Set environment variables in C

Question

Is there a way to set environment variables in Linux using C?

I tried setenv() and putenv(), but they don't seem to be working for me.

Answer 1

I'm going to make a wild guess here, but the normal reason that these functions appear to not work is not because they don't work, but because the user doesn't really understand how environment variables work. For example, if I have this program:

int main(int argc, char **argv)
{
  putenv("SomeVariable=SomeValue");
  return 0;
}

And then I run it from the shell, it won't modify the shell's environment - there's no way for a child process to do that. That's why the shell commands that modify the environment are builtins, and why you need to source a script that contains variable settings you want to add to your shell, rather than simply running it.

Answer 2

Any unix program runs in a separate process from the process which starts it; this is a 'child' process.

When a program is started up -- be that at the command line or any other way -- the system creates a new process which is (more-or-less) a copy of the parent process. That copy includes the environment variables in the parent process, and this is the mechanism by which the child process 'inherits' the environment variables of its parent. (this is all largely what other answers here have said)

That is, a process only ever sets its own environment variables.

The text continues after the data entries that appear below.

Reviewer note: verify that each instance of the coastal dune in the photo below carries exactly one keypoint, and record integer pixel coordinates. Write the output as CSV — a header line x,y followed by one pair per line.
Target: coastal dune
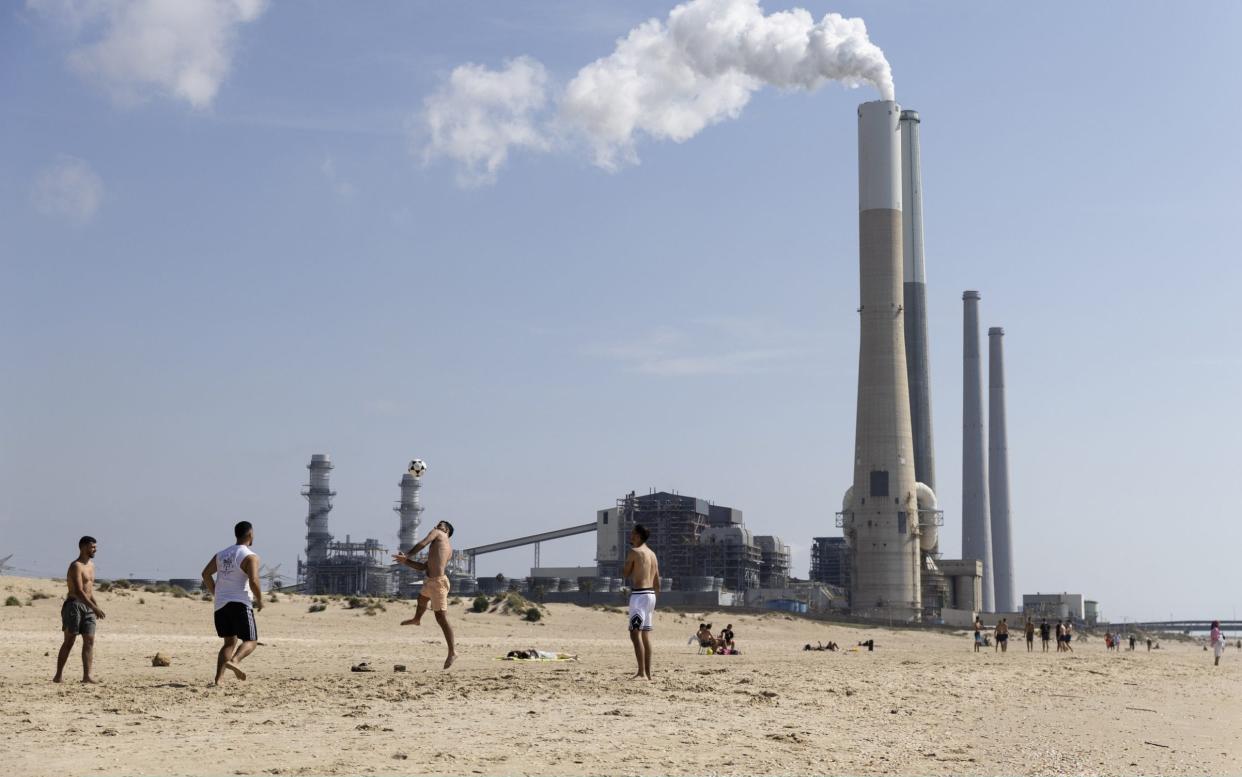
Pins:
x,y
923,703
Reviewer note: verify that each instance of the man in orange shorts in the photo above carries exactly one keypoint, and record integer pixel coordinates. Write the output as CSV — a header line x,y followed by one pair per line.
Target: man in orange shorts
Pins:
x,y
435,585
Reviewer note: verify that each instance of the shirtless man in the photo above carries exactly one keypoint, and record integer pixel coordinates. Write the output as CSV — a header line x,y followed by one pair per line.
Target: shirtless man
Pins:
x,y
642,570
80,611
235,569
435,583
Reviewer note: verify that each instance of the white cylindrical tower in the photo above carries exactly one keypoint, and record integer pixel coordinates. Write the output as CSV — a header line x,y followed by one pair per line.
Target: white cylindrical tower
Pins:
x,y
976,530
915,297
881,520
997,474
410,510
318,495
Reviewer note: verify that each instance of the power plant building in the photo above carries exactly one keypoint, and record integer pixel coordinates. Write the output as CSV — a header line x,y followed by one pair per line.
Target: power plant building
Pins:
x,y
699,545
830,561
330,567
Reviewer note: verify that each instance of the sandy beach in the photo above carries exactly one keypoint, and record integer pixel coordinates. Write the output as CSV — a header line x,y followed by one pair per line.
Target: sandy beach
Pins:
x,y
920,704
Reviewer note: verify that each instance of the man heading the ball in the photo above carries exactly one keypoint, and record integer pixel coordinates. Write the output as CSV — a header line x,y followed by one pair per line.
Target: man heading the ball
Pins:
x,y
435,585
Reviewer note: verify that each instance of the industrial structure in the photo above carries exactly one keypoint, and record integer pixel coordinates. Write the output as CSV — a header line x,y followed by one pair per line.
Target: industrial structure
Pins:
x,y
976,530
830,561
997,473
410,512
338,567
699,545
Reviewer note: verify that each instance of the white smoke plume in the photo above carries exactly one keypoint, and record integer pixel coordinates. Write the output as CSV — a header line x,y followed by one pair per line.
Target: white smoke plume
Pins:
x,y
480,114
181,49
668,80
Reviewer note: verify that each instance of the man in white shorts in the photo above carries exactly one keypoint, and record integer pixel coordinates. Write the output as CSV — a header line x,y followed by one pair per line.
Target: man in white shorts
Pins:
x,y
642,570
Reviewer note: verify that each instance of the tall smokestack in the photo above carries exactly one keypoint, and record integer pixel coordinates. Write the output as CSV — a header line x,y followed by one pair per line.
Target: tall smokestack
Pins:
x,y
997,473
976,536
881,513
915,299
409,509
319,503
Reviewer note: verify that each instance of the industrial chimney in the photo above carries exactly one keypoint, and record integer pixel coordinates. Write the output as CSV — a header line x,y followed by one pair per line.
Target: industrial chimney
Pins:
x,y
976,536
319,503
409,509
997,473
915,300
879,514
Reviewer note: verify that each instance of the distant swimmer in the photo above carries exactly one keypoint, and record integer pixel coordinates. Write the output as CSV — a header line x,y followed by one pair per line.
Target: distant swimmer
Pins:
x,y
80,611
642,569
232,579
435,583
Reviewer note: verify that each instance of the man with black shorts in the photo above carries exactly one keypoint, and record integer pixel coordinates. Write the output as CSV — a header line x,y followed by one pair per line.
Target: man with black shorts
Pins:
x,y
642,570
235,569
80,611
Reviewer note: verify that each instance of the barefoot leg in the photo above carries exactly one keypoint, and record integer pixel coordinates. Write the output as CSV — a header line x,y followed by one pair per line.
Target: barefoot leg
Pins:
x,y
226,652
637,652
442,619
87,657
66,647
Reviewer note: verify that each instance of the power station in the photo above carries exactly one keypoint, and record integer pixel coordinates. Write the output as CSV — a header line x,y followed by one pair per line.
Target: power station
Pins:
x,y
888,560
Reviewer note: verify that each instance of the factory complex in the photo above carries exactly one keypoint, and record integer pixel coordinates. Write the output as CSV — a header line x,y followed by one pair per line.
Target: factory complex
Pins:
x,y
886,564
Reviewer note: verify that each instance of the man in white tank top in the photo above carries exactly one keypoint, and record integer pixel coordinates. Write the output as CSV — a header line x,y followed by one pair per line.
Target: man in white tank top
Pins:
x,y
235,580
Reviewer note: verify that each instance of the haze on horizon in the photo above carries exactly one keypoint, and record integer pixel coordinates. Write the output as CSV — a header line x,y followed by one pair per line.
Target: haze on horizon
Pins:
x,y
222,257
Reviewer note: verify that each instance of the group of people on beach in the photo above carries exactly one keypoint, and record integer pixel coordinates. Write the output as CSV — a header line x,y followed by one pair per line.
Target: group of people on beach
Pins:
x,y
1000,636
722,644
231,579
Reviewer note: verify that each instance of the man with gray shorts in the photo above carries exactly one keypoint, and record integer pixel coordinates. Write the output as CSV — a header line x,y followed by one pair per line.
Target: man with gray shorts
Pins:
x,y
80,611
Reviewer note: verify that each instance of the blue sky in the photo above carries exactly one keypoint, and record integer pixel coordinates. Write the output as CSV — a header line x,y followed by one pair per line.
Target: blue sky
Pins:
x,y
205,281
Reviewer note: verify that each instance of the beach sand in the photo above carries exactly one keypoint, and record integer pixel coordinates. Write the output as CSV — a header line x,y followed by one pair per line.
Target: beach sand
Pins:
x,y
923,703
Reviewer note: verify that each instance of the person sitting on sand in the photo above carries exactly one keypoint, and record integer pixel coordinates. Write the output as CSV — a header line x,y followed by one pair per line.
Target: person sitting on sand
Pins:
x,y
80,611
548,655
435,585
226,579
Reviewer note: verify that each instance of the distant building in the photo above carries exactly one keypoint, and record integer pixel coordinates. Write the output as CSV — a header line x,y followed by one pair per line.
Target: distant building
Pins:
x,y
701,545
1058,606
830,561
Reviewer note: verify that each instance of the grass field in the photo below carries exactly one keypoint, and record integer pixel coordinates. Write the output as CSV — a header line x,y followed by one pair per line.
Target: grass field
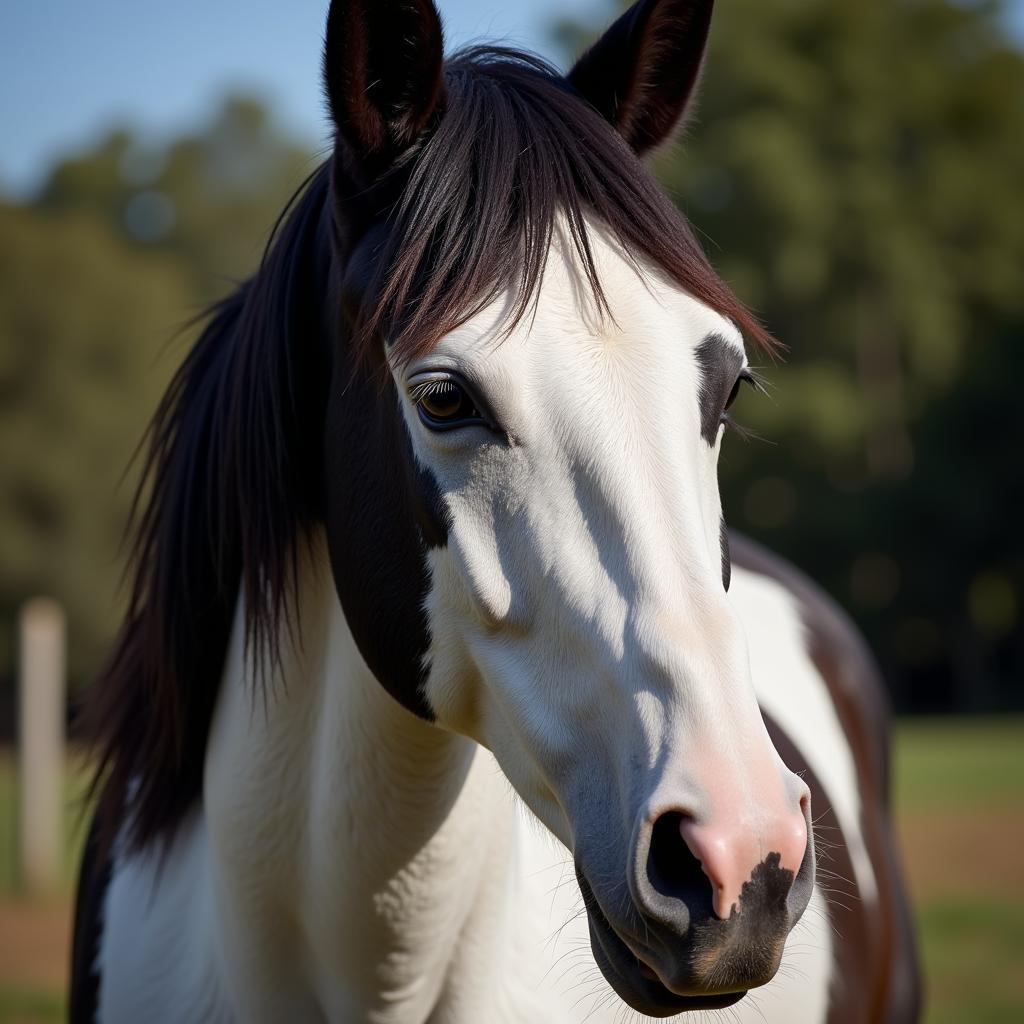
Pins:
x,y
960,805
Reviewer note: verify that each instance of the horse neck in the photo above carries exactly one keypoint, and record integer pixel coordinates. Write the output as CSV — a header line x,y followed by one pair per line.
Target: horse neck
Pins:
x,y
376,832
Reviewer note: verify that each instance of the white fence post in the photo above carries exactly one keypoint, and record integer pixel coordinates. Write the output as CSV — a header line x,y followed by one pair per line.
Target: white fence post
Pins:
x,y
41,745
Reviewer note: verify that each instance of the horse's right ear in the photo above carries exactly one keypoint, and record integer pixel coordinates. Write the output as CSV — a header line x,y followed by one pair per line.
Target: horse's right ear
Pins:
x,y
383,75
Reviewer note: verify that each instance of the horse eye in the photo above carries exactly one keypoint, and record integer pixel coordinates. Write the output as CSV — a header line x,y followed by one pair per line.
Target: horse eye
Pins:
x,y
443,403
733,393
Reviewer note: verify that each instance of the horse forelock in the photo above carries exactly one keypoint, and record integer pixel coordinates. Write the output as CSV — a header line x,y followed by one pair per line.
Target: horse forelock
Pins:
x,y
235,469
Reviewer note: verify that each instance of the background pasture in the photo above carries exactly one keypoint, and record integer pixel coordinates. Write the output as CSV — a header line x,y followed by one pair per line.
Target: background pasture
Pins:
x,y
855,170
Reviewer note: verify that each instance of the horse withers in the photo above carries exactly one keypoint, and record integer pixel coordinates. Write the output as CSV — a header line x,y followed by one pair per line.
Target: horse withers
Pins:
x,y
440,695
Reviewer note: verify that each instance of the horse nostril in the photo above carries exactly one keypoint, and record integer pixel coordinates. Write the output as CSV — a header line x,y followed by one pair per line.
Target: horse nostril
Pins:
x,y
672,868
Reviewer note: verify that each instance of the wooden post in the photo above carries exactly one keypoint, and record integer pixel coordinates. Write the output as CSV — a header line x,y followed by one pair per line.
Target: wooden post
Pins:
x,y
41,745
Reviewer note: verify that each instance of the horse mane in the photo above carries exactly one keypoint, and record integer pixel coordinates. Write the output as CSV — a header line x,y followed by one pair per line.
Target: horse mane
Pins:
x,y
231,475
228,485
515,150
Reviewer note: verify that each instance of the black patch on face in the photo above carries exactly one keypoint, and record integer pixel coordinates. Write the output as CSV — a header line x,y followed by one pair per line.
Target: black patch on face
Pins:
x,y
726,555
720,364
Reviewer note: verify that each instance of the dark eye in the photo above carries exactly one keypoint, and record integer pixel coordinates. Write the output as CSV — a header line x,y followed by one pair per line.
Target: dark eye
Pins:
x,y
744,378
442,403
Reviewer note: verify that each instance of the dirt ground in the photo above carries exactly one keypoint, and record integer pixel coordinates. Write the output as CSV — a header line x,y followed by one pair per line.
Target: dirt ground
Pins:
x,y
35,945
977,851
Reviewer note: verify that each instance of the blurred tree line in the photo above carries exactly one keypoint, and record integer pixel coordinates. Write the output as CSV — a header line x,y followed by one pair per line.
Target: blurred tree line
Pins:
x,y
856,170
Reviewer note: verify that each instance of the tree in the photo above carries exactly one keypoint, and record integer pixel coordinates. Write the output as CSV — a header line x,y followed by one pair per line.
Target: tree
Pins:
x,y
856,168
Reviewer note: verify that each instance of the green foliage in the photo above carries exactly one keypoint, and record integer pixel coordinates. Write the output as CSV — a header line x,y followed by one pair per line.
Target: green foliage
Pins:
x,y
97,278
855,167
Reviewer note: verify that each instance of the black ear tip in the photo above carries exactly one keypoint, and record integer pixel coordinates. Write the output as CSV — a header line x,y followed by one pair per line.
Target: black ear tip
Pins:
x,y
382,67
641,74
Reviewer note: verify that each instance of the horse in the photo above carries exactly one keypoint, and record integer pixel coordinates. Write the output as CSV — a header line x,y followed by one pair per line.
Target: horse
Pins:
x,y
443,694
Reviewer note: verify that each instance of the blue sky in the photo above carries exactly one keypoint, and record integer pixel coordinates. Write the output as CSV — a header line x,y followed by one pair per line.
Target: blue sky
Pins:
x,y
69,69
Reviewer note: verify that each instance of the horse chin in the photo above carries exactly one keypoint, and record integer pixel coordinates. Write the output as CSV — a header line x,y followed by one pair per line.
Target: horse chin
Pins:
x,y
635,983
639,988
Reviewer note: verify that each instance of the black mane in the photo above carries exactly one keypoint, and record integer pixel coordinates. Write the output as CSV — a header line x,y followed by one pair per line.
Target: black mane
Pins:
x,y
232,475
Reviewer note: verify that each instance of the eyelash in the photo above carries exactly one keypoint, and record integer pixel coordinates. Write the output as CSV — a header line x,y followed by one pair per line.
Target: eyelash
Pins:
x,y
760,385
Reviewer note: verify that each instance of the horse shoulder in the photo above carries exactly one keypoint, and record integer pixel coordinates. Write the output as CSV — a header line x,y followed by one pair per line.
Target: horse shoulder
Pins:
x,y
826,709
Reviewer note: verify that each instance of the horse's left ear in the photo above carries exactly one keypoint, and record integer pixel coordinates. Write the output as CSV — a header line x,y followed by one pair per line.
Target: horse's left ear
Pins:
x,y
641,73
383,73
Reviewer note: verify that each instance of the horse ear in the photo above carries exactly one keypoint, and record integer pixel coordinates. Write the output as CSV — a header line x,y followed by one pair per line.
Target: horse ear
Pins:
x,y
383,65
641,73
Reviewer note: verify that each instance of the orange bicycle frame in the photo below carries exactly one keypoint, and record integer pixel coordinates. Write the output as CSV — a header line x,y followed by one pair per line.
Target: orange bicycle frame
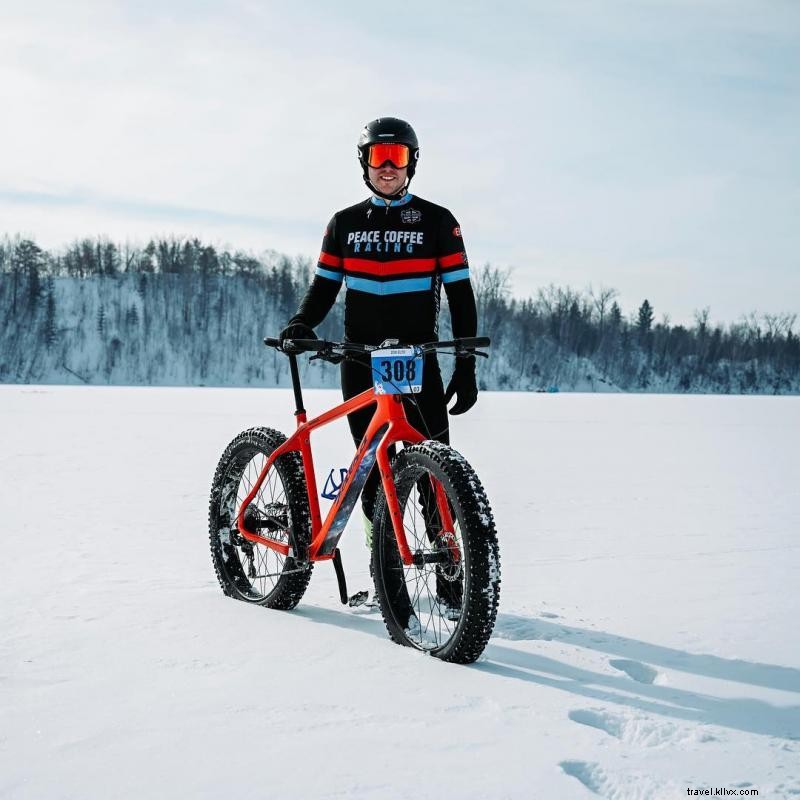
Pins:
x,y
388,426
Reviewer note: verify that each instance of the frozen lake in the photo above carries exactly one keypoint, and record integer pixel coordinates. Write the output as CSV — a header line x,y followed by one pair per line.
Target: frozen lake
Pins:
x,y
647,641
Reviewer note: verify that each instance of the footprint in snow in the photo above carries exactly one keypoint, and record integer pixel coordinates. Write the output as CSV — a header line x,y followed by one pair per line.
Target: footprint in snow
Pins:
x,y
639,672
638,730
612,784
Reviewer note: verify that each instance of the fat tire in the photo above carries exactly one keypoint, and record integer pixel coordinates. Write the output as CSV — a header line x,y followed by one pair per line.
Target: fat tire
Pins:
x,y
481,587
292,583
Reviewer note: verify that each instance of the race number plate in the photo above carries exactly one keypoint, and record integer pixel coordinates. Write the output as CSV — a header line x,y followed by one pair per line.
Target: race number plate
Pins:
x,y
397,370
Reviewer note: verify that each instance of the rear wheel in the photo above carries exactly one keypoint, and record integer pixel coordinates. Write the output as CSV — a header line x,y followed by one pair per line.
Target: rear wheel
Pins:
x,y
249,571
446,602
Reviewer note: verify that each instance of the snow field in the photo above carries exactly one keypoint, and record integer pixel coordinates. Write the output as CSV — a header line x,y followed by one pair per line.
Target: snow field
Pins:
x,y
646,642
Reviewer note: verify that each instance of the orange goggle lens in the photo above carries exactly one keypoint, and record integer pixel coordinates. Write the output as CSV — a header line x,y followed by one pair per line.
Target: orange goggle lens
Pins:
x,y
380,153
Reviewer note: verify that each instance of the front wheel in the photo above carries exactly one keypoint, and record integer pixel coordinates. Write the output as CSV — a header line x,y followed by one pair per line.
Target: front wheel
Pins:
x,y
446,602
250,571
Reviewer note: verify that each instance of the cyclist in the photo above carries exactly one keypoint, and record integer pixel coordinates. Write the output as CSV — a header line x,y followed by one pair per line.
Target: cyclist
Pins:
x,y
394,251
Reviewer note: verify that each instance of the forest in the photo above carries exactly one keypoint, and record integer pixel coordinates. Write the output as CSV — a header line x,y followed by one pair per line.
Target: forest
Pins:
x,y
181,312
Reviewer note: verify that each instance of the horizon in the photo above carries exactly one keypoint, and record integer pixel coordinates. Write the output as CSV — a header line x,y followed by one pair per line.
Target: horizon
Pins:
x,y
649,148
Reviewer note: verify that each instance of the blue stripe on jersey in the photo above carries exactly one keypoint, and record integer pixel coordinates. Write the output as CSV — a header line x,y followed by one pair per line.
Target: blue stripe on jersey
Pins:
x,y
388,287
326,273
379,201
457,275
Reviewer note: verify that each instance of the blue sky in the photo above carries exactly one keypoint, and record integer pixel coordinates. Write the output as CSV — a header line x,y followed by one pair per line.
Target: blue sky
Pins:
x,y
651,146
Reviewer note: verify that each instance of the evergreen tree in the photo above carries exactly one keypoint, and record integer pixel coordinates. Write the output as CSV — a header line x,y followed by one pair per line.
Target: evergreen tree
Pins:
x,y
644,321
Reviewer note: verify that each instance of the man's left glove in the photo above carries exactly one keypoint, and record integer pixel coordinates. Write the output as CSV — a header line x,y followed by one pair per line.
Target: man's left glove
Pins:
x,y
464,385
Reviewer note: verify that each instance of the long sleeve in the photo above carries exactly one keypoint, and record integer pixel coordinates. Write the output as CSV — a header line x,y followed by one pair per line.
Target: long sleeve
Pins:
x,y
454,270
321,294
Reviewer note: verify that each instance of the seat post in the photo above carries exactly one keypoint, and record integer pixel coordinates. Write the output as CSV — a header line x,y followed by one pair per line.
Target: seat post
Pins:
x,y
298,392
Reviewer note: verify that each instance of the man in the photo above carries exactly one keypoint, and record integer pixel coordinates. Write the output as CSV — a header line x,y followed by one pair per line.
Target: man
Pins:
x,y
393,251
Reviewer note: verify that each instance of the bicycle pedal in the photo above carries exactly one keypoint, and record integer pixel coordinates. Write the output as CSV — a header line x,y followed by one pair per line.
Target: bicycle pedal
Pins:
x,y
358,599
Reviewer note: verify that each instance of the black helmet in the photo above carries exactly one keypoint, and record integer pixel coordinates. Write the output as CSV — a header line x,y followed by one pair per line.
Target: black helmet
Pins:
x,y
392,131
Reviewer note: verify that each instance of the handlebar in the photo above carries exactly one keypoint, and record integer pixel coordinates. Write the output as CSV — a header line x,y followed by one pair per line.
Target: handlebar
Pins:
x,y
335,351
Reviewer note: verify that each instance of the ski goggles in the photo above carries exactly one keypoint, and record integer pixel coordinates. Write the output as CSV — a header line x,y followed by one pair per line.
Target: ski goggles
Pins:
x,y
397,154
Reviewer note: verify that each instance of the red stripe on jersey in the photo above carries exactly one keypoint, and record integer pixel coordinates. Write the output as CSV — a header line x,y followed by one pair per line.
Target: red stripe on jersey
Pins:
x,y
451,261
398,267
329,260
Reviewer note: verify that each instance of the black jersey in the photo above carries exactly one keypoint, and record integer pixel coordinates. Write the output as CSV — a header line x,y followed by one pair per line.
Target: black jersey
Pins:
x,y
393,260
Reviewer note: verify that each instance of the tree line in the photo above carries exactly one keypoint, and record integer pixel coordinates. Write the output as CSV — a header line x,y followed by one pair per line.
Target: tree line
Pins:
x,y
180,311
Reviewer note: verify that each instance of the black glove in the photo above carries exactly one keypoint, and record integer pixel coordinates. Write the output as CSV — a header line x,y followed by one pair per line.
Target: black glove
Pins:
x,y
464,385
296,329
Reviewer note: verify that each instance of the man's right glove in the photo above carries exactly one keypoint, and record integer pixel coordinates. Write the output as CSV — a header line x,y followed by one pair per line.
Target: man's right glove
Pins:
x,y
464,385
296,329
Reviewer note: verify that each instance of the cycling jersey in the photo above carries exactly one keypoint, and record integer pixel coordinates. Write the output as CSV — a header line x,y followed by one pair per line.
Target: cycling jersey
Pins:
x,y
393,260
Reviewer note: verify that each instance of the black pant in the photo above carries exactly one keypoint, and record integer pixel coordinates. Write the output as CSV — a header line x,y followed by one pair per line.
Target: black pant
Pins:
x,y
426,411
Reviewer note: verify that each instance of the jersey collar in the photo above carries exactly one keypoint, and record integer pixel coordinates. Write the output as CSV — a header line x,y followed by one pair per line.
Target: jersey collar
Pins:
x,y
377,201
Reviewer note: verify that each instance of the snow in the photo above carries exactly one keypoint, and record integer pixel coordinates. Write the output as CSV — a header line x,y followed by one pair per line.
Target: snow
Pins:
x,y
646,641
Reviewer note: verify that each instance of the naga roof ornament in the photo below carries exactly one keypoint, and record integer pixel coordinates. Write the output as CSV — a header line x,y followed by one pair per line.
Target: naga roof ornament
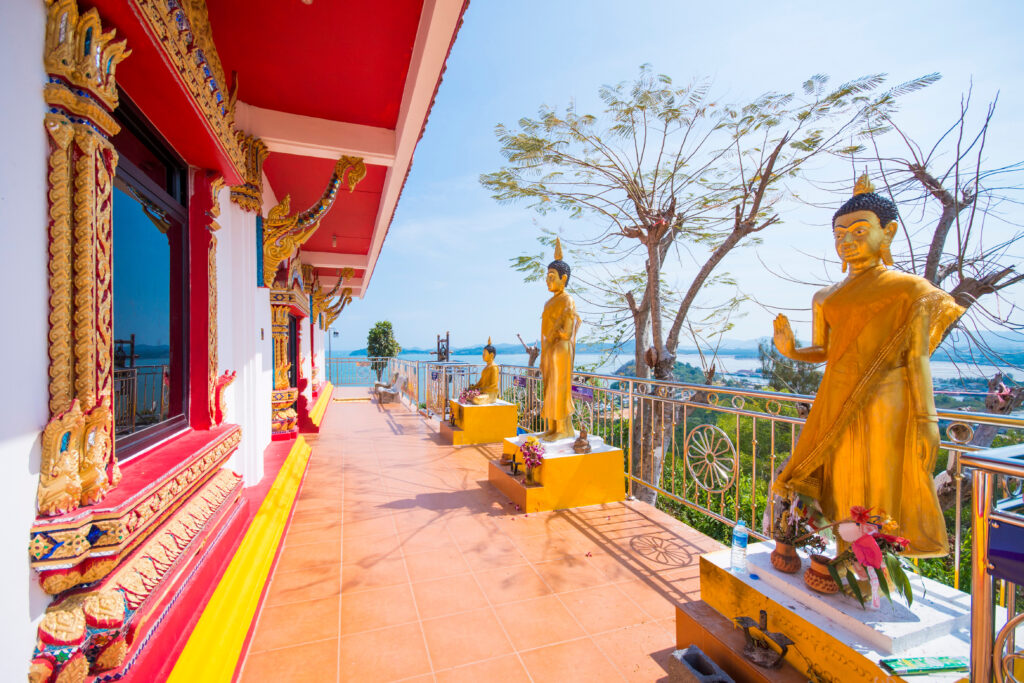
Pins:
x,y
283,233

Others have mentioned sourcing a shell script, as a way of setting environment variables in the current process, but if you need to set variables in the current (shell) process programmatically, then there is a slightly indirect way that it's possible.

Consider this:

% cat envs.c
#include <stdio.h>
int main(int argc, char**argv)
{
    int i;
    for (i=1; i<argc; i++) {
        printf("ENV%d=%s\n", i, argv[i]);
    }
}
% echo $ENV1

% ./envs one two
ENV1=one
ENV2=two
% eval `./envs one two`
% echo $ENV1
one
% 

The built-in eval evaluates its argument as if that argument were typed at the shell prompt. This is a sh-style example; the csh-style variant is left as an exercise!

Answer 3

The environment variable set by setenv()/putenv() will be set for the process that executed these functions and will be inherited by the processes launched by it. However, it will not be broadcasted into the shell that executed your program.

Why isn't my wrapper around setenv() working?

Answer 4

The environment block is process-local, and copied to child processes. So if you change variables, the new value only affects your process and child processes spawned after the change. Assuredly it will not change the shell you launched from.

Answer 5

Not an answer to this question, just wanna say that putenv is dangerous, use setenv instead.

putenv(char *string) is dangerous for the reason that all it does is simply append the address of your key-value pair string to the environ array. Therefore, if we subsequently modify the bytes pointed to by string, the change will affect the process environment.

#include <stdlib.h>

int main(void) {
    char new_env[] = "A=A";
    putenv(new_env);

    // modifying your `new_env` also modifies the environment
    // vairable
    new_env[0] = 'B';
    return EXIT_SUCCESS;
}

Since environ only stores the address of our string argument, string has to be static to prevent the dangling pointer.

#include <stdlib.h>

void foo();

int main(void) {
    foo();
    return EXIT_SUCCESS;
}

void foo() {
    char new_env[] = "A=B";
    putenv(new_env);
}

When the stack frame for foo function is deallocated, the bytes of new_env are gone, and the address stored in environ becomes a dangling pointer.